Le concept est intelligent et ambitieux, le répertoire peu exploré, les musiciens excellents : cela suffit-il à réussir un album ? Pas sûr. Le choix de pièces très brèves (25 en tout), dont beaucoup frisent à peine les deux minutes, dépite davantage l’amateur de disques que le spectateur : les nombreuses « respirations », assurées par des danses guère inoubliables, impatientent plutôt qu’elles ne délassent. D’autant qu’on n’y entend ici que des cordes – et que lorsque des percussions y interviennent brièvement, elles apparaissent mal dosées, superfétatoires (tonitruant tambourin).
Pourtant, on l’a dit, les interprètes et la (double) direction sont remarquables : cela s’entend dans les ouvertures d’opéra, aux attaques franches, à la respiration large, au contrepoint ferme et aéré : en dépit du petit effectif, celle (déjà connue) de Lully pour le Xerse de Cavalli ou, mieux, celle de la Coronis de l’illustre inconnu Theobaldo di Gatti (c. 1650-1727) affichent une grandeur certaine. Et, de façon générale, on applaudit au sens dramatique des instrumentistes, au caractère éminemment théâtral de leur jeu, sensible dans les extraits d’ouvrages lyriques : puissances des accords, arpèges et fusées du monologue « Où vais-Je ? Qu’ai-je fait ? » (Scylla, de Gatti), intensité « purcellienne » de Nicandro e Fileno (Lorenzani), caractère mystérieux et planant du prélude pour Diane (Méléagre de Stuck). Enfin, on apprécie la finesse des enchainements et le goût des contrastes qui, par exemple, fait succéder à la harpe et à la viole langoureuses de Caroline Lieby et Noémie Lenhof (« Pur ti connobi » de Stuck) le violon extraverti de Josef Zak (« S’armi pure invitta e fiera », air da capo de Giovanni Antonio Guido).

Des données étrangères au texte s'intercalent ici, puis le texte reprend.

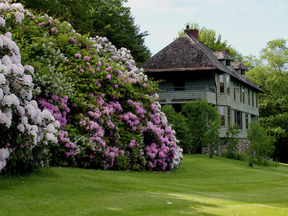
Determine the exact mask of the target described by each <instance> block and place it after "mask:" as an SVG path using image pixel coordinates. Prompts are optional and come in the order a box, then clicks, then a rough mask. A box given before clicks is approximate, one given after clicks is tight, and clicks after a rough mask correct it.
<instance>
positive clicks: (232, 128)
mask: <svg viewBox="0 0 288 216" xmlns="http://www.w3.org/2000/svg"><path fill="white" fill-rule="evenodd" d="M239 133H240V130H239V125H238V124H233V125H232V126H231V124H230V122H228V128H227V130H226V134H225V138H224V141H225V142H226V143H227V147H226V151H227V157H228V158H232V157H233V154H234V153H235V152H236V151H237V150H238V148H237V144H238V141H239V137H238V135H239Z"/></svg>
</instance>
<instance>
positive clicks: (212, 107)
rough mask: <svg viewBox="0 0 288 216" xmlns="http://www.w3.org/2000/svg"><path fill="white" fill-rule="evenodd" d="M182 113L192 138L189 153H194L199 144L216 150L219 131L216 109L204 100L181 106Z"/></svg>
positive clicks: (218, 114) (219, 126) (197, 147)
mask: <svg viewBox="0 0 288 216" xmlns="http://www.w3.org/2000/svg"><path fill="white" fill-rule="evenodd" d="M182 113H183V115H184V116H185V118H186V119H187V127H188V129H189V135H190V136H191V137H193V143H192V148H191V152H192V153H196V151H197V149H198V147H199V146H200V144H201V143H202V145H203V146H208V145H209V146H211V147H212V148H211V149H217V145H218V139H219V129H220V122H219V121H220V116H219V113H218V111H217V108H216V107H213V106H211V105H209V104H208V102H207V101H206V100H200V101H192V102H189V103H185V104H183V105H182ZM213 142H215V144H213ZM210 156H212V154H211V153H210Z"/></svg>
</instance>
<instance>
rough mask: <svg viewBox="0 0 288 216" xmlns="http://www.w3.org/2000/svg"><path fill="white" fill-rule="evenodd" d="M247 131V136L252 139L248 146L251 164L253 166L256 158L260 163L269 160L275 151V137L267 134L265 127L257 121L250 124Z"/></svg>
mask: <svg viewBox="0 0 288 216" xmlns="http://www.w3.org/2000/svg"><path fill="white" fill-rule="evenodd" d="M247 133H248V135H247V138H248V139H249V140H250V145H249V146H248V148H247V154H248V156H249V166H251V167H252V166H253V164H254V162H255V161H254V159H256V161H257V163H258V164H259V165H260V164H263V162H264V163H265V161H268V160H269V158H270V156H271V155H272V154H273V151H274V145H273V144H274V141H275V140H274V138H273V137H270V136H269V135H267V134H266V131H265V129H264V128H263V127H261V125H260V124H259V123H257V122H252V123H251V124H250V128H249V130H248V131H247Z"/></svg>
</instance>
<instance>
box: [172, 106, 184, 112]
mask: <svg viewBox="0 0 288 216" xmlns="http://www.w3.org/2000/svg"><path fill="white" fill-rule="evenodd" d="M172 107H173V108H174V110H175V111H176V112H178V113H179V112H181V111H182V104H172Z"/></svg>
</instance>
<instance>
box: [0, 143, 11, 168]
mask: <svg viewBox="0 0 288 216" xmlns="http://www.w3.org/2000/svg"><path fill="white" fill-rule="evenodd" d="M8 157H9V150H8V148H2V149H0V171H1V170H2V169H4V167H5V166H6V159H7V158H8Z"/></svg>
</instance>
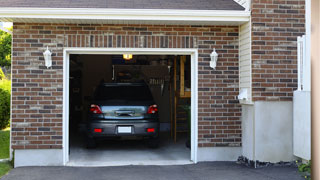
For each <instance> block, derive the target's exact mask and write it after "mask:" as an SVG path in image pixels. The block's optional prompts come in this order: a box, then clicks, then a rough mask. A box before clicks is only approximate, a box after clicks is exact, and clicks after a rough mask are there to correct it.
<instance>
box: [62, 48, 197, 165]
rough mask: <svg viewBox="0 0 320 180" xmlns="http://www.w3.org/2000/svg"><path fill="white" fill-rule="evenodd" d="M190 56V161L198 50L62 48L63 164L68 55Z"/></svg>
mask: <svg viewBox="0 0 320 180" xmlns="http://www.w3.org/2000/svg"><path fill="white" fill-rule="evenodd" d="M124 53H129V54H133V55H139V54H141V55H142V54H143V55H190V56H191V161H193V162H194V163H197V162H198V160H197V157H198V156H197V152H198V50H197V49H175V48H170V49H169V48H161V49H160V48H64V52H63V54H64V55H63V145H62V146H63V164H64V165H66V164H67V163H68V161H69V67H70V66H69V57H70V54H105V55H112V54H124Z"/></svg>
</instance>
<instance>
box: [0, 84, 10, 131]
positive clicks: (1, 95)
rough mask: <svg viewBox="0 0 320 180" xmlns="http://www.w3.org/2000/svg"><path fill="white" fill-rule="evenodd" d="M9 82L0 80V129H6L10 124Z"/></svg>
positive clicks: (9, 97)
mask: <svg viewBox="0 0 320 180" xmlns="http://www.w3.org/2000/svg"><path fill="white" fill-rule="evenodd" d="M10 95H11V81H10V80H7V79H2V80H0V129H4V128H6V127H8V125H9V122H10Z"/></svg>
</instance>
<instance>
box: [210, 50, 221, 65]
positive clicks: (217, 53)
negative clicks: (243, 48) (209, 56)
mask: <svg viewBox="0 0 320 180" xmlns="http://www.w3.org/2000/svg"><path fill="white" fill-rule="evenodd" d="M218 56H219V55H218V53H217V52H216V48H214V49H213V51H212V53H211V54H210V58H211V61H210V67H211V68H213V69H216V66H217V61H218Z"/></svg>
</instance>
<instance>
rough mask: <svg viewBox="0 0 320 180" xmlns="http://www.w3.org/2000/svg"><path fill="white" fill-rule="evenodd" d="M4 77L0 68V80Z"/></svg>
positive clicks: (4, 76)
mask: <svg viewBox="0 0 320 180" xmlns="http://www.w3.org/2000/svg"><path fill="white" fill-rule="evenodd" d="M5 77H6V76H5V75H4V73H3V71H2V69H1V68H0V80H2V79H4V78H5Z"/></svg>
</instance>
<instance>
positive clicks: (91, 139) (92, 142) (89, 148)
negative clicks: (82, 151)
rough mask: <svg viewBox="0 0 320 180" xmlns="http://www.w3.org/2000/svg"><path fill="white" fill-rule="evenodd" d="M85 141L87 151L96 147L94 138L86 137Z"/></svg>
mask: <svg viewBox="0 0 320 180" xmlns="http://www.w3.org/2000/svg"><path fill="white" fill-rule="evenodd" d="M86 141H87V142H86V143H87V148H88V149H93V148H96V147H97V143H96V141H95V139H94V138H90V137H87V139H86Z"/></svg>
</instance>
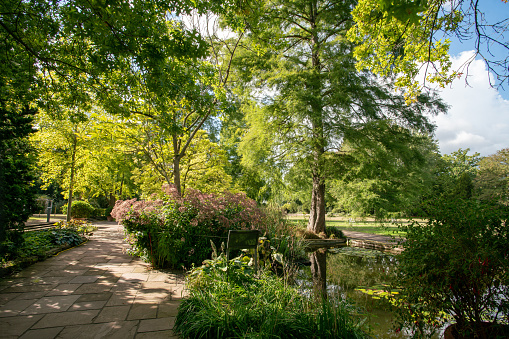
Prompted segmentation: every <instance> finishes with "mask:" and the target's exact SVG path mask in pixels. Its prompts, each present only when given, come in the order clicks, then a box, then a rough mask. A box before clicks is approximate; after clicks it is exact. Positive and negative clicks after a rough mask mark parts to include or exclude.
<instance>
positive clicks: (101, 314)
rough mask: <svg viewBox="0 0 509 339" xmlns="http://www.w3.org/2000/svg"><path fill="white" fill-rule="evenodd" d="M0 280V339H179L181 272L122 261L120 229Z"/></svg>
mask: <svg viewBox="0 0 509 339" xmlns="http://www.w3.org/2000/svg"><path fill="white" fill-rule="evenodd" d="M96 226H98V227H99V230H98V231H96V232H94V235H93V236H91V238H90V240H89V241H88V242H87V243H85V244H83V245H81V246H79V247H75V248H72V249H69V250H67V251H64V252H61V253H59V254H58V255H56V256H54V257H52V258H49V259H47V260H45V261H42V262H39V263H36V264H34V265H32V266H30V267H28V268H26V269H24V270H23V271H21V272H19V273H17V274H14V275H12V276H9V277H6V278H3V279H0V338H23V339H26V338H37V339H45V338H72V339H79V338H121V339H124V338H136V339H142V338H151V339H157V338H178V337H177V336H176V335H175V334H174V333H173V330H172V329H173V324H174V322H175V316H176V314H177V307H178V305H179V303H180V300H181V299H182V298H183V297H185V296H186V291H185V289H184V280H183V275H182V274H181V272H171V271H168V272H166V271H164V272H163V271H159V270H152V269H151V267H150V265H149V264H147V263H144V262H142V261H141V260H140V259H139V258H135V257H132V256H130V255H128V254H126V253H125V251H126V248H127V246H126V244H125V243H123V240H122V238H123V229H122V226H119V225H117V224H116V223H114V222H100V223H97V224H96Z"/></svg>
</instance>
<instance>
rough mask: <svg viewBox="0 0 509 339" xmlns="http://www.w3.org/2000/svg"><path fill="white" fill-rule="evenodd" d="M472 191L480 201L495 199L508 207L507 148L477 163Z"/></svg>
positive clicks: (507, 158) (508, 151)
mask: <svg viewBox="0 0 509 339" xmlns="http://www.w3.org/2000/svg"><path fill="white" fill-rule="evenodd" d="M474 191H475V193H476V196H478V197H479V198H480V199H483V200H491V199H496V200H498V201H499V202H500V203H501V204H504V205H506V206H507V205H509V148H505V149H502V150H499V151H497V152H496V153H495V154H492V155H490V156H487V157H485V158H483V159H482V160H481V161H480V162H479V171H478V173H477V176H476V178H475V179H474Z"/></svg>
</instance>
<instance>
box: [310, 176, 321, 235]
mask: <svg viewBox="0 0 509 339" xmlns="http://www.w3.org/2000/svg"><path fill="white" fill-rule="evenodd" d="M307 229H308V231H311V232H314V233H317V234H318V233H321V232H325V183H324V180H323V178H321V177H320V176H319V175H315V174H313V190H312V192H311V209H310V212H309V222H308V227H307Z"/></svg>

Mais qui trop embrasse mal étreint : tous ces mini-joyaux passent trop vite pour que l’on puisse vraiment s’immerger dans un climat, identifier un style. Divisé en trois « actes », le corpus apparaît en outre déséquilibré : les deux premiers actes, voués à Lully, Cavalli, Lorenzani et Bembo (représentée par un air de cour) peinent à passionner, tandis que le troisième se voit phagocyté par les personnalités de Campra et de Stuck – plus typiques de la Régence que du siècle de Louis XIV et dont seul le second, d’origine allemande, était né en Italie.

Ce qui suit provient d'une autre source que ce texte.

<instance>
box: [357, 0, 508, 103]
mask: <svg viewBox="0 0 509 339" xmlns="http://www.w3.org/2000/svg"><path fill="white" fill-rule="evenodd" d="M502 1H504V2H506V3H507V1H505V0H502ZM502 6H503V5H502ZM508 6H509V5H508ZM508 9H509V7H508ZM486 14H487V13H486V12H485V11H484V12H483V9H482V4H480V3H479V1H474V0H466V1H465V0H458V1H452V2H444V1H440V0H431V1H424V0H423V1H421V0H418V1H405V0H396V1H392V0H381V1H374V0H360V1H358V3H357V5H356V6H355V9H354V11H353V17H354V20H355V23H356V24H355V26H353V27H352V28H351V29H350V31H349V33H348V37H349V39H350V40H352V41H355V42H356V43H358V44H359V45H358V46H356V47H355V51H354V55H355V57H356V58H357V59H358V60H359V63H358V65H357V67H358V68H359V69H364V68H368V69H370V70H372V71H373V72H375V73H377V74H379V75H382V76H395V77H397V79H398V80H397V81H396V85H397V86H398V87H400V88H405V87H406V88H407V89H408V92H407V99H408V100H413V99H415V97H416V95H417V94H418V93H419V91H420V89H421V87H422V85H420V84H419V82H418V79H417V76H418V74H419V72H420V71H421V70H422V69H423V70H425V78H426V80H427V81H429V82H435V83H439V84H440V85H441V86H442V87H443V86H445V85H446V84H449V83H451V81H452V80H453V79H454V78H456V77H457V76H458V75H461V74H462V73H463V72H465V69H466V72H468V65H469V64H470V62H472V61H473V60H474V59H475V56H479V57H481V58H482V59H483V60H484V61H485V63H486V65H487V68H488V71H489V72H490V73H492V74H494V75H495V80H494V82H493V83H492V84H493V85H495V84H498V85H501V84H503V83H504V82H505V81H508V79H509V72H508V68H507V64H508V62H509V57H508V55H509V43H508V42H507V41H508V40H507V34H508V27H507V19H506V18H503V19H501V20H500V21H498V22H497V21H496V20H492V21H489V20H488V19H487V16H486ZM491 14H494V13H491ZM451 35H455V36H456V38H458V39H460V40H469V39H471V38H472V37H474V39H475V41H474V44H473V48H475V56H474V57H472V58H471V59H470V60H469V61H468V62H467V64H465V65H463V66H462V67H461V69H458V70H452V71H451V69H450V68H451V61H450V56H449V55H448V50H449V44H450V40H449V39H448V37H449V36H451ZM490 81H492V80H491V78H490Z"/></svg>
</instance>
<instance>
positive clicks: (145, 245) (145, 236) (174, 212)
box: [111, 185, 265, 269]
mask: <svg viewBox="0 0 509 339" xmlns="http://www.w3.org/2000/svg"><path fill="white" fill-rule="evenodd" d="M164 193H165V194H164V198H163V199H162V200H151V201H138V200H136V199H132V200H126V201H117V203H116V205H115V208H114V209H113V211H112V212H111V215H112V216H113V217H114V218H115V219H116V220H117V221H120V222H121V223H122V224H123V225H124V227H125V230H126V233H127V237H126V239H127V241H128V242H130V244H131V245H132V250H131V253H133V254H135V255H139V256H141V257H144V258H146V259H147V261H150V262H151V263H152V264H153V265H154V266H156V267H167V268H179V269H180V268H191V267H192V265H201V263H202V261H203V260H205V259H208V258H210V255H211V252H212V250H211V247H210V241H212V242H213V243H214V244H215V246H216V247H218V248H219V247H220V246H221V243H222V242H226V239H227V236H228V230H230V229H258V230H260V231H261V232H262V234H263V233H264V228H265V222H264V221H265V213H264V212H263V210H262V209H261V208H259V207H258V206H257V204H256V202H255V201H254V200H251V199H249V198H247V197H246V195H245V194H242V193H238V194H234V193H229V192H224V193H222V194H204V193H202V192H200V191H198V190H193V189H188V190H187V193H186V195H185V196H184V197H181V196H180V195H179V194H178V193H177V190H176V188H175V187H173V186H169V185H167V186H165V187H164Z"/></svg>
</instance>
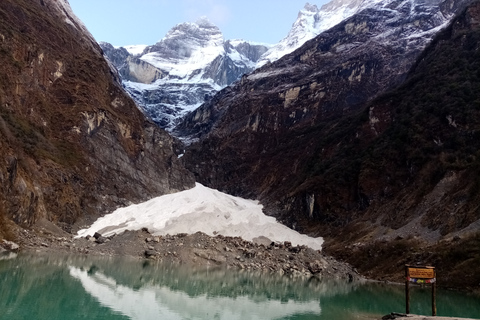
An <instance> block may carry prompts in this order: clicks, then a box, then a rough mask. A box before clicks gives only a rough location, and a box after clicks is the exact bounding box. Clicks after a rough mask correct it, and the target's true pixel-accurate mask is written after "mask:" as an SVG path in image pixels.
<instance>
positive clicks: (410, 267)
mask: <svg viewBox="0 0 480 320" xmlns="http://www.w3.org/2000/svg"><path fill="white" fill-rule="evenodd" d="M410 282H412V283H418V284H424V283H431V284H432V316H436V315H437V304H436V286H435V283H436V273H435V268H434V267H419V266H415V267H413V266H410V265H405V300H406V303H405V304H406V313H407V314H409V313H410Z"/></svg>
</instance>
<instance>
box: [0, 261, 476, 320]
mask: <svg viewBox="0 0 480 320" xmlns="http://www.w3.org/2000/svg"><path fill="white" fill-rule="evenodd" d="M0 284H1V285H0V310H2V314H1V315H0V319H36V320H43V319H45V320H47V319H48V320H55V319H58V320H60V319H62V320H63V319H69V320H76V319H103V320H110V319H115V320H117V319H121V320H123V319H215V318H217V319H312V318H315V319H322V320H327V319H328V320H339V319H352V318H355V319H375V318H380V317H379V316H381V315H384V314H387V313H390V312H392V311H397V312H402V311H403V310H404V296H403V295H404V289H403V287H402V286H392V285H380V284H374V283H363V284H361V283H345V282H334V281H328V280H327V279H322V280H318V279H313V278H310V279H307V278H305V279H302V278H288V277H285V276H276V275H268V274H267V275H266V274H261V273H247V272H243V273H242V272H238V271H234V270H225V269H192V268H185V267H182V266H178V265H175V266H173V265H164V264H158V263H155V262H151V261H145V260H140V259H125V258H123V259H121V258H107V257H89V256H81V255H74V256H57V257H55V256H51V255H31V256H27V255H19V256H18V257H17V258H14V257H13V258H12V259H9V260H0ZM429 291H430V290H429V288H426V289H421V288H417V289H416V290H414V292H413V296H412V306H411V307H412V309H414V311H415V313H420V314H429V313H430V310H429V307H430V305H429V299H430V292H429ZM437 306H438V312H439V314H441V315H450V316H456V317H469V318H475V317H478V314H480V305H479V304H478V296H469V295H466V294H462V293H454V292H446V291H444V290H439V292H438V297H437Z"/></svg>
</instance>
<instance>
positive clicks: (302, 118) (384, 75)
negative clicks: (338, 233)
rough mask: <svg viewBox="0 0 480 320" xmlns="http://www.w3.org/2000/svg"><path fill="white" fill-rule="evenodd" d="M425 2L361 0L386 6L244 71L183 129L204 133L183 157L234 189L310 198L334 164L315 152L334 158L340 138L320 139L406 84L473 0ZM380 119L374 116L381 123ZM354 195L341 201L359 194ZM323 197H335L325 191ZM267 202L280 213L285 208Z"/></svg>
mask: <svg viewBox="0 0 480 320" xmlns="http://www.w3.org/2000/svg"><path fill="white" fill-rule="evenodd" d="M421 2H422V3H423V5H420V4H419V3H420V1H419V2H418V3H417V2H412V3H414V4H415V3H417V5H415V7H414V10H404V8H403V7H404V5H406V4H408V3H410V1H382V3H380V2H375V1H370V2H368V3H367V2H362V3H360V4H359V5H360V6H362V5H364V4H372V3H373V4H378V5H374V6H371V7H368V8H366V9H364V10H361V11H360V12H359V14H355V15H353V16H351V17H350V18H348V19H346V20H343V21H342V22H341V23H339V24H337V25H336V26H334V27H332V28H330V29H328V30H327V31H324V32H322V33H321V34H320V35H318V36H317V37H315V38H314V39H312V40H311V41H308V42H307V43H305V44H304V45H303V46H302V47H300V48H298V49H297V50H296V51H294V52H292V53H291V54H289V55H286V56H284V57H282V58H281V59H279V60H277V61H275V62H273V63H271V64H268V65H265V66H263V67H262V68H259V69H257V70H255V71H254V72H252V73H251V74H249V75H247V76H244V77H242V80H241V81H240V82H237V83H236V84H235V85H233V86H231V87H229V88H228V89H226V90H223V91H222V92H221V93H219V94H217V95H216V96H215V97H214V98H213V99H212V100H211V101H209V102H207V103H205V104H204V105H203V106H201V107H200V108H198V109H197V110H196V111H195V112H193V113H191V114H189V115H188V116H187V117H186V118H185V119H184V121H183V122H181V123H180V124H179V125H178V126H177V128H176V130H177V131H176V133H177V135H179V136H184V137H185V138H186V139H189V140H190V141H195V140H196V139H198V140H199V141H198V143H193V144H191V146H190V148H189V149H187V152H186V154H185V156H184V157H183V158H182V159H183V161H184V162H185V163H186V164H187V166H188V167H189V168H190V169H191V170H192V171H193V172H194V173H195V175H196V177H197V179H198V180H197V181H199V182H203V183H205V184H207V185H209V186H211V187H214V188H217V189H220V190H226V191H228V192H229V193H233V194H237V195H242V196H247V197H261V198H263V200H265V203H267V204H274V203H280V202H281V201H285V203H287V202H288V201H289V200H291V199H286V197H287V195H292V194H296V196H295V197H298V198H295V197H294V198H295V199H296V200H295V201H297V200H298V201H299V203H300V202H301V201H304V199H305V198H306V195H305V193H302V192H307V191H308V189H309V187H311V188H317V189H318V190H320V189H322V187H321V185H322V180H318V181H317V180H315V178H316V177H315V174H316V173H315V174H312V177H311V180H310V178H308V179H307V180H309V181H308V182H307V180H305V179H306V178H305V177H306V175H304V174H303V173H304V172H303V171H304V170H307V168H315V169H314V171H315V170H317V171H318V172H321V171H322V170H328V168H326V167H325V168H324V167H322V164H321V162H320V160H319V159H317V158H315V157H316V156H318V157H319V158H320V159H321V158H322V157H323V156H325V157H328V156H329V154H330V152H334V150H336V148H337V147H338V146H333V145H332V146H325V147H323V146H322V145H321V144H322V143H323V142H320V144H318V145H317V143H318V142H317V139H318V137H323V136H324V134H326V133H327V131H329V130H331V131H329V132H328V134H332V135H333V134H334V133H333V132H338V135H340V136H341V135H342V134H341V131H338V130H342V129H341V127H342V125H338V123H342V121H343V119H348V118H350V117H352V115H354V114H356V113H357V112H359V110H360V109H362V108H363V107H364V106H365V104H366V103H368V102H369V101H371V100H372V99H374V98H375V96H376V95H378V94H381V93H382V92H385V91H387V90H390V89H392V88H394V87H395V86H396V85H398V84H399V83H401V82H402V81H403V80H404V79H405V78H406V76H407V74H408V72H409V70H410V68H411V67H412V65H413V64H414V62H415V61H416V59H417V57H418V56H419V55H420V54H421V52H422V50H423V49H424V48H425V47H426V46H427V45H428V43H429V42H430V41H431V39H432V38H433V36H434V35H435V34H436V33H437V32H438V31H440V30H441V29H442V27H445V26H446V25H447V24H448V22H449V19H450V18H451V17H452V16H453V15H454V14H455V13H458V10H459V9H460V8H461V7H462V6H463V4H464V3H465V2H466V1H464V0H456V1H455V0H444V1H442V3H441V4H440V5H433V4H431V5H427V4H426V3H427V2H425V1H421ZM364 115H365V114H364ZM367 115H368V114H367ZM344 121H346V122H348V121H349V120H348V121H347V120H344ZM375 121H377V119H375V118H372V119H371V123H372V125H373V124H375ZM323 130H326V131H323ZM307 136H308V137H310V138H308V139H307V138H305V137H307ZM352 139H354V138H352ZM300 141H303V143H299V142H300ZM315 145H317V147H315ZM286 154H287V155H288V156H287V157H286V156H285V155H286ZM312 154H313V155H312ZM312 157H313V158H312ZM317 160H318V162H317ZM317 163H318V164H317ZM239 168H241V169H239ZM285 168H294V169H293V171H290V170H288V171H287V170H285ZM312 170H313V169H312ZM302 172H303V173H302ZM315 172H316V171H315ZM308 174H311V172H310V173H308ZM286 181H288V183H286ZM299 190H302V191H301V192H300V191H299ZM342 192H343V191H342ZM347 193H348V191H347V192H346V193H345V198H343V199H342V200H341V201H339V202H338V204H339V207H341V206H342V205H343V204H345V203H347V202H348V201H351V199H350V200H348V199H347V198H348V197H349V195H348V194H347ZM318 197H319V199H325V198H324V195H323V194H322V192H319V194H318ZM334 197H337V195H335V196H334ZM354 197H358V198H355V200H353V202H352V203H351V206H352V207H353V206H357V207H361V206H364V204H363V203H362V201H363V199H362V197H361V196H359V195H354ZM357 200H358V202H357V203H355V201H357ZM318 205H319V206H321V205H325V204H322V203H320V204H318ZM286 206H288V204H286ZM326 206H328V205H325V207H326ZM266 208H267V209H268V210H272V212H277V213H278V212H282V210H284V209H285V208H278V207H274V206H273V207H272V206H268V205H267V206H266ZM290 209H291V210H290ZM290 209H288V210H287V211H290V212H294V211H295V210H296V209H298V208H296V209H293V207H291V208H290ZM302 210H303V209H302ZM333 210H336V209H333ZM339 210H343V209H339ZM299 212H301V210H300V211H299ZM303 212H305V215H306V216H308V215H309V214H310V213H309V212H307V211H306V210H304V211H303Z"/></svg>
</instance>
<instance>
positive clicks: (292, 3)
mask: <svg viewBox="0 0 480 320" xmlns="http://www.w3.org/2000/svg"><path fill="white" fill-rule="evenodd" d="M307 2H310V3H311V4H316V5H317V6H318V7H319V8H320V7H321V6H322V5H323V4H325V3H327V2H328V0H69V3H70V6H71V7H72V9H73V11H74V13H75V14H76V15H77V16H78V17H79V18H80V19H81V20H82V21H83V23H84V24H85V25H86V26H87V28H88V30H89V31H90V32H91V33H92V34H93V36H94V37H95V39H96V40H97V41H107V42H110V43H112V44H113V45H116V46H125V45H131V44H147V45H151V44H154V43H156V42H157V41H158V40H160V39H162V38H163V37H164V36H165V34H166V33H167V32H168V30H170V29H171V28H172V27H173V26H175V25H176V24H178V23H182V22H195V21H196V20H197V19H198V18H200V17H201V16H207V17H208V19H209V20H210V21H211V22H213V23H215V24H216V25H217V26H218V27H219V28H220V30H221V31H222V32H223V35H224V37H225V39H245V40H249V41H256V42H263V43H272V44H274V43H277V42H278V41H280V40H281V39H282V38H283V37H285V36H286V35H287V33H288V31H289V30H290V27H291V26H292V24H293V23H294V22H295V20H296V18H297V14H298V12H299V11H300V10H301V9H302V8H303V7H304V6H305V4H306V3H307Z"/></svg>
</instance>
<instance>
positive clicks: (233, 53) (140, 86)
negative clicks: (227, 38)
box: [100, 19, 267, 129]
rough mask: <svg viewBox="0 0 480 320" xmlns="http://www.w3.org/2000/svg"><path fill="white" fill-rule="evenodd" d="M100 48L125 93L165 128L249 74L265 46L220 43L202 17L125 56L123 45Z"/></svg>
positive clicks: (237, 42) (101, 45) (236, 40)
mask: <svg viewBox="0 0 480 320" xmlns="http://www.w3.org/2000/svg"><path fill="white" fill-rule="evenodd" d="M100 46H101V47H102V48H103V50H104V52H105V54H106V55H107V56H108V57H109V59H110V60H111V61H112V62H113V64H114V65H115V66H116V67H117V68H118V70H119V72H120V74H121V76H122V79H123V80H124V85H125V88H126V90H127V91H128V92H129V94H130V95H131V96H132V97H133V98H134V99H135V101H136V102H137V104H138V105H139V106H141V107H142V108H143V109H144V110H145V111H146V112H147V114H148V115H149V116H150V117H151V118H152V119H153V120H154V121H155V122H156V123H157V124H158V125H160V126H161V127H162V128H166V129H171V128H172V127H173V125H174V124H175V122H176V119H178V118H179V117H181V116H183V115H184V114H185V113H186V112H189V111H191V110H194V109H195V108H197V107H198V106H200V105H201V104H203V103H204V102H205V101H208V100H209V99H210V98H211V97H212V96H213V95H214V94H215V93H216V92H217V91H219V90H220V89H221V88H223V87H225V86H227V85H229V84H231V83H232V82H234V81H236V80H238V79H239V77H240V76H241V75H243V74H245V73H249V72H251V71H252V70H253V69H254V67H255V64H256V62H257V61H258V59H259V58H260V56H261V55H262V54H263V53H264V52H265V51H266V50H267V47H265V46H264V45H257V44H251V43H248V42H246V41H243V40H227V41H225V40H224V39H223V35H222V33H221V32H220V29H218V28H217V27H216V26H214V25H213V24H211V23H210V22H209V21H208V20H206V19H202V20H200V21H198V22H197V23H182V24H179V25H177V26H175V27H174V28H172V29H171V30H170V31H169V32H168V34H167V35H166V36H165V38H164V39H162V40H161V41H159V42H158V43H156V44H155V45H153V46H148V47H146V48H145V49H144V51H143V53H142V54H139V55H127V56H125V52H126V50H125V49H124V48H118V49H115V48H113V46H111V45H110V44H108V43H101V44H100ZM112 49H113V50H112Z"/></svg>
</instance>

Il faut enfin dire un mot de la soprano soliste, Marie Théoleyre, dont la voix lumineuse et sensuelle séduit d’abord (dans un air d’Amastre extrait de Xerse, plus épanoui que chez Judith Nelson), avant de paraître trop souvent plafonner dans les dernières sections. Cruelle devient la comparaison avec la pathétique Jennifer Smith dans le sublime lamento « Pleurez, mes tristes yeux » de Stuck (Héraclite et Démocrite) – seule plage à outrepasser les six minutes –, en dépit d’un accompagnement d’une belle élasticité. Le chant est-il trop surveillé, les extrêmes pas assez « ouverts », le sostenuto pas assez nourri, la palette dynamique trop réduite ? Il est possible que le studio inhibe la chanteuse. Qui, heureusement, se lâche in fine à l’occasion d’une parodie anonyme d’Atys : « si Baptiste (Lully) me voit tout nu, c’est fait de mon derrière », décoche-t-elle d’une voix de poitrine tout de suite plus expressive.
Entre carte de visite et projet conceptuel, les artistes n’ont donc pas su ni voulu choisir ; on n’en gardera pas moins sur eux une oreille : ils promettent de beaux lendemains.